There were two signals on the 5-minute chart and volatility was 103 pips, which is something. The first buy signal, breaking through the area of 1.0857-1.0867, made it possible for beginners to open a long position. Later, the pair reached the area of 1.0920-1.0933, from which it bounced and gained nearly 35 pips. Traders could also open a short position on the rebound from 1.0920, which would give about 10 pips more. Thus, the total profit was about 45 pips, which is not bad at all. Beginners could make sure that it's quite easy and profitable to trade with a trend and volatile movement.
On the 30-minute chart, the pair formed a new uptrend and has been rising for four straight days. Moreover, there was almost no fundamental or macroeconomic background, and the pair has grown very strongly in recent weeks. Now we can expect the euro to fall once the pair overcomes the new trend line. And we shouldn't count on the macroeconomic background for help, as the pair should fall on its basis. On the 5-minute chart, it is recommended to trade at the levels 1.0587-1.0607, 1.0692, 1.0737, 1.0792, 1.0857-1.0867, 1.0920-1.0933, 1.0966, 1.0989, 1.1038, 1.1070. As soon as the price passes 15 pips in the right direction, you should set a Stop Loss to breakeven. On Friday, the European Union will release its March inflation report and ECB President Christine Lagarde will also give a speech. One would assume that the pair might fall after those events, but on Thursday, the euro showed that it could easily rise in any environment.
1) The strength of the signal is determined by the time it took the signal to form (a rebound or a breakout of the level). The quicker it is formed, the stronger the signal is.

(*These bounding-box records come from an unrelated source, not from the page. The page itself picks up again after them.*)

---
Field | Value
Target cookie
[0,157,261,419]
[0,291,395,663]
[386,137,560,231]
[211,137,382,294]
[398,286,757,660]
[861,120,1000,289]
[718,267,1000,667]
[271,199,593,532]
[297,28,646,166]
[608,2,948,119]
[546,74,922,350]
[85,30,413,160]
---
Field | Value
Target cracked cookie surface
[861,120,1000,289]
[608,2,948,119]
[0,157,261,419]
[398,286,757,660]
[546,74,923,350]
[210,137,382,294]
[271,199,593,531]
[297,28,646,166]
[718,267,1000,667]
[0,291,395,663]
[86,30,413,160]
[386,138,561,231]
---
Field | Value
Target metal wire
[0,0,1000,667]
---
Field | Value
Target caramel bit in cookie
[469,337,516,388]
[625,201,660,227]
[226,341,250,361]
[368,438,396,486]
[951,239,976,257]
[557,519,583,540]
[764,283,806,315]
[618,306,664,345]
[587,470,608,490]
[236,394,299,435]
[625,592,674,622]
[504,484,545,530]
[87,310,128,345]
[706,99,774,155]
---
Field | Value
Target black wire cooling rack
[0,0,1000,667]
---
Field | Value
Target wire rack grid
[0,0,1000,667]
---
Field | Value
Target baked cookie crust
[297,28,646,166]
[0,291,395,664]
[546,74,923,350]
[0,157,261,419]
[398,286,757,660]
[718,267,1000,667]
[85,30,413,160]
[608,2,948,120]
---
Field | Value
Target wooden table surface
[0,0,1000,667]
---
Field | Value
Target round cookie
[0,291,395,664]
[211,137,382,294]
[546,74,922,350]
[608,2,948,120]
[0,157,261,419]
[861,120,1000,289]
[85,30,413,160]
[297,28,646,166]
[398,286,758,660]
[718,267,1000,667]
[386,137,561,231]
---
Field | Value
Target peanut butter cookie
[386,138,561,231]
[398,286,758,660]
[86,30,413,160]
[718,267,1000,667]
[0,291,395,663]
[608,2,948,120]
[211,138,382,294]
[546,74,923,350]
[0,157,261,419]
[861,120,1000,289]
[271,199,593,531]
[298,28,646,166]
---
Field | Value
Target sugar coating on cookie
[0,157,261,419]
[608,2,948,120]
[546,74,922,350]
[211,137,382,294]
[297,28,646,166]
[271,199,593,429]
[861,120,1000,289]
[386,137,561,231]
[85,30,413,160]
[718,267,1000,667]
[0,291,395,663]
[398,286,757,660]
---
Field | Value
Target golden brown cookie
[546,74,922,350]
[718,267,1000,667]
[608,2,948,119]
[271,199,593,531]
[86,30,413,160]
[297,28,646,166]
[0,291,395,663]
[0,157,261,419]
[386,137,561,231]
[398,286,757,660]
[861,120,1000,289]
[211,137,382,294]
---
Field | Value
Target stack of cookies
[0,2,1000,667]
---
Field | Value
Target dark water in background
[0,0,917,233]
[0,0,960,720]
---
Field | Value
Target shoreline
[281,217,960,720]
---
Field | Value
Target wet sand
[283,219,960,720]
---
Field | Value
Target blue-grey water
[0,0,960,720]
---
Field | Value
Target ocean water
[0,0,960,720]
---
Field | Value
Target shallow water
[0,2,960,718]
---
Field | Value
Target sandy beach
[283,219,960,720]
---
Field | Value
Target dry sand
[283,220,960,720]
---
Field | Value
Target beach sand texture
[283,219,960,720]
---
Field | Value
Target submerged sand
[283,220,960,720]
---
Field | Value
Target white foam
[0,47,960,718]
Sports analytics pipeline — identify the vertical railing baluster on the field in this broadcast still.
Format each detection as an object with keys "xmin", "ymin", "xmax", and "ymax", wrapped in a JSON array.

2) If two or more positions were opened near a certain level based on a false signal (which did not trigger a Take Profit or test the nearest target level), then all subsequent signals at this level should be ignored.
3) When trading flat, a pair can form multiple false signals or not form them at all. In any case, it is better to stop trading at the first sign of a flat movement.

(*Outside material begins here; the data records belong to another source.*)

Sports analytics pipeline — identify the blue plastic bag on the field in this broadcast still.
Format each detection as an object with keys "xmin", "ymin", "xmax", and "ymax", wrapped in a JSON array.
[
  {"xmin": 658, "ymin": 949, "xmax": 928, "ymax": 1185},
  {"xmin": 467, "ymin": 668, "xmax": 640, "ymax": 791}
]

4) Trades should be opened in the period between the start of the European session and the middle of the US trading hours when all positions must be closed manually.
5) You can trade using signals from the MACD indicator on the 30-minute time frame only amid strong volatility and a clear trend that should be confirmed by a trendline or a trend channel.

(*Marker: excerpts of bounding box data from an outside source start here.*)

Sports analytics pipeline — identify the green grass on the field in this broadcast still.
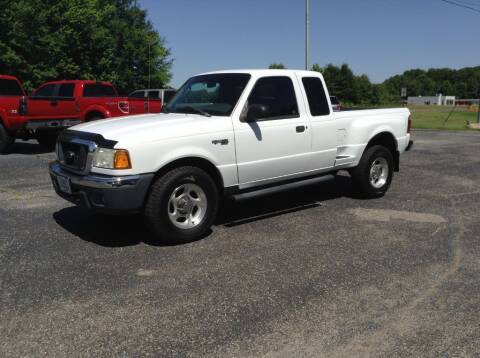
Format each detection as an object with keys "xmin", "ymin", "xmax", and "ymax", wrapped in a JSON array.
[{"xmin": 409, "ymin": 106, "xmax": 477, "ymax": 130}]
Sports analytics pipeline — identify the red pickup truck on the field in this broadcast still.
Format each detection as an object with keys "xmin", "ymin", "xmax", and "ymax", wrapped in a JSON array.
[{"xmin": 0, "ymin": 76, "xmax": 162, "ymax": 153}]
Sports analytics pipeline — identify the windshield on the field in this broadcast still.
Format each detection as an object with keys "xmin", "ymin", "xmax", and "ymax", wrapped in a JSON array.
[{"xmin": 163, "ymin": 73, "xmax": 250, "ymax": 116}]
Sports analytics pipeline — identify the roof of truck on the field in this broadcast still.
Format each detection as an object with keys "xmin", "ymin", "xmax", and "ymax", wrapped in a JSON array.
[
  {"xmin": 202, "ymin": 69, "xmax": 320, "ymax": 76},
  {"xmin": 43, "ymin": 80, "xmax": 112, "ymax": 86},
  {"xmin": 0, "ymin": 75, "xmax": 18, "ymax": 81}
]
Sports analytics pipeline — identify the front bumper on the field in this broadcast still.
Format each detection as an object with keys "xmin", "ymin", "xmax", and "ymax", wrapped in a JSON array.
[
  {"xmin": 49, "ymin": 161, "xmax": 154, "ymax": 214},
  {"xmin": 405, "ymin": 140, "xmax": 413, "ymax": 152}
]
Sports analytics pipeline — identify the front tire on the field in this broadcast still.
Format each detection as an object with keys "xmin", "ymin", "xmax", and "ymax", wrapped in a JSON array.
[
  {"xmin": 144, "ymin": 166, "xmax": 219, "ymax": 244},
  {"xmin": 350, "ymin": 145, "xmax": 394, "ymax": 199},
  {"xmin": 0, "ymin": 122, "xmax": 14, "ymax": 154}
]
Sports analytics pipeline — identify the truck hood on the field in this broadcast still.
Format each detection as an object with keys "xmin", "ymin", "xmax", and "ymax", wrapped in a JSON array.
[{"xmin": 71, "ymin": 113, "xmax": 232, "ymax": 147}]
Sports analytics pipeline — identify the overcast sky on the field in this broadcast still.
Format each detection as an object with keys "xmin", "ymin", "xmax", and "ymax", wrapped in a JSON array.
[{"xmin": 139, "ymin": 0, "xmax": 480, "ymax": 86}]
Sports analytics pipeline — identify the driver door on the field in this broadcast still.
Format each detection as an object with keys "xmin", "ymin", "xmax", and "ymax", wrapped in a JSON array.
[{"xmin": 235, "ymin": 76, "xmax": 311, "ymax": 188}]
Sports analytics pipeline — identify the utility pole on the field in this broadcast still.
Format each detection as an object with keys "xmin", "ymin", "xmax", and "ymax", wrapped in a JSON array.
[
  {"xmin": 305, "ymin": 0, "xmax": 310, "ymax": 71},
  {"xmin": 148, "ymin": 39, "xmax": 151, "ymax": 89},
  {"xmin": 477, "ymin": 88, "xmax": 480, "ymax": 123}
]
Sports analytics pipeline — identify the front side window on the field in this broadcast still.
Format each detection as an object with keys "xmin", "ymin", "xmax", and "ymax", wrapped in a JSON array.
[
  {"xmin": 163, "ymin": 73, "xmax": 250, "ymax": 116},
  {"xmin": 302, "ymin": 77, "xmax": 330, "ymax": 116},
  {"xmin": 163, "ymin": 91, "xmax": 175, "ymax": 104},
  {"xmin": 248, "ymin": 76, "xmax": 298, "ymax": 120},
  {"xmin": 83, "ymin": 83, "xmax": 117, "ymax": 97},
  {"xmin": 0, "ymin": 79, "xmax": 23, "ymax": 96},
  {"xmin": 33, "ymin": 83, "xmax": 56, "ymax": 97}
]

6) If two levels are located too close to each other (from 5 to 15 pips), they should be considered support and resistance levels.
Support and Resistance levels are the levels that serve as targets when buying or selling the pair. You can place Take Profit near these levels.
Red lines are channels or trend lines that display the current trend and show in which direction it is better to trade now.
The MACD indicator (14, 22, and 3) consists of a histogram and a signal line. When they cross, this is a signal to enter the market. It is recommended to use this indicator in combination with trend patterns (channels and trendlines).
Important announcements and economic reports that can be found on the economic calendar can seriously influence the trajectory of a currency pair. Therefore, at the time of their release, we recommend trading as carefully as possible or exiting the market in order to avoid sharp price fluctuations.
Beginners on Forex should remember that not every single trade has to be profitable. The development of a clear strategy and money management is the key to success in trading over a long period of time.